Sunday, August 18, 2013

Mereka Sudah Pergi


Hari buruk bagiku. Aku yang mencoba untuk membantu rekanku Warto menangani komplen rombongan pelanggan, malah kena getahnya.

"Namanya siapa, Mbak?"tanya salah satu dari rombongan itu.
"Dea," jawabku enggan.
"Lengkapnya?" kata wanita itu sambil memencet-mencet ponselnya.

Waduh! Rasanya aku tahu apa yang akan terjadi. Aku akan diadukan ke manajemen. Aku akan mendapat teguran keras karena tidak ramah kepada pelanggan dan mungkin akan dipecat. Aku dan mulutku yang tak pandai bermanis-manis.

Argh!

Padahal hanya uang dua ribu rupiah yang mereka permasalahkan, yaitu selisih harga di rak dan komputer. Untuk sebotol minyak gosok!

Ketika mereka berlalu, kesal kutinju lengan Warto, "Gara-gara kamu! Gimana kalo gua dipecat, To?"
Warto garuk-garuk kepala. Memang tidak enak harus tetap bekerja pada lebaran hari ke-3.

"Mammaaaa!! Mama!"
Seorang anak kecil berbaju kotak-kotak tiba-tiba muncul dari salah satu lorong, menangis keras dekat counter kasir. Masih batita sepertinya, masih kecil. Tak ada yang meresponi tangisannya. Tak ada yang menghampirinya. Ke mana ibunya?

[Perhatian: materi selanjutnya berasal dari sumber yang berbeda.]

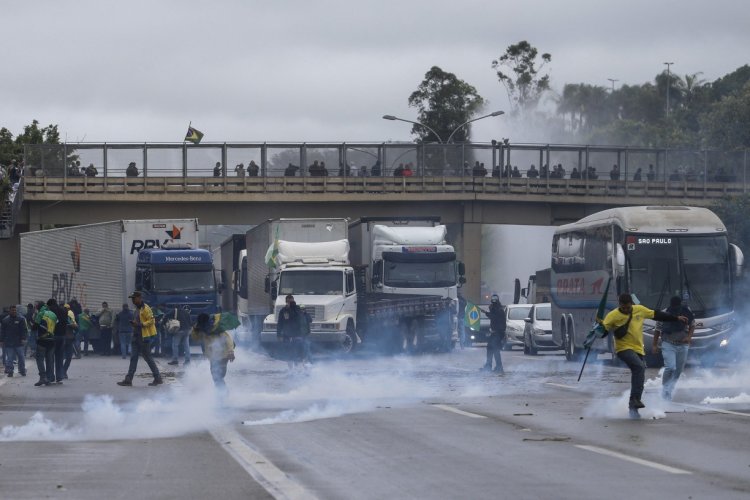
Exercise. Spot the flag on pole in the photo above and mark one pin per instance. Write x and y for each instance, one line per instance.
(597, 329)
(273, 251)
(194, 135)
(472, 316)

Dia masih menangis. Aku mendekatinya. Dia mau kugendong.

"Mamanya mana, Dek?"
Berderai-derai air mata di wajah kecilnya. Hati siapa tak iba. Kugendong dia berkeliling mencari ibunya. Tidak ada yang mengenalinya.

"Ini anak siapa ya, To? Kamu lihat ga tadi dia datang sama siapa?"
Warto menggeleng, lalu mencetuskan ide briliannya,  "Coba liat CCTV."
Tak banyak yang kami dapat dari rekaman CCTV, kecuali bahwa anak kecil itu memang sudah cukup lama di sini, dia pasti masuk saat toko cukup ramai. Terlihat di rekaman, anak itu bermain di area rak popok bayi, mengambil beberapa bungkus popok, menumpuknya di lantai, dan asyik bermain dengan popok-popok itu.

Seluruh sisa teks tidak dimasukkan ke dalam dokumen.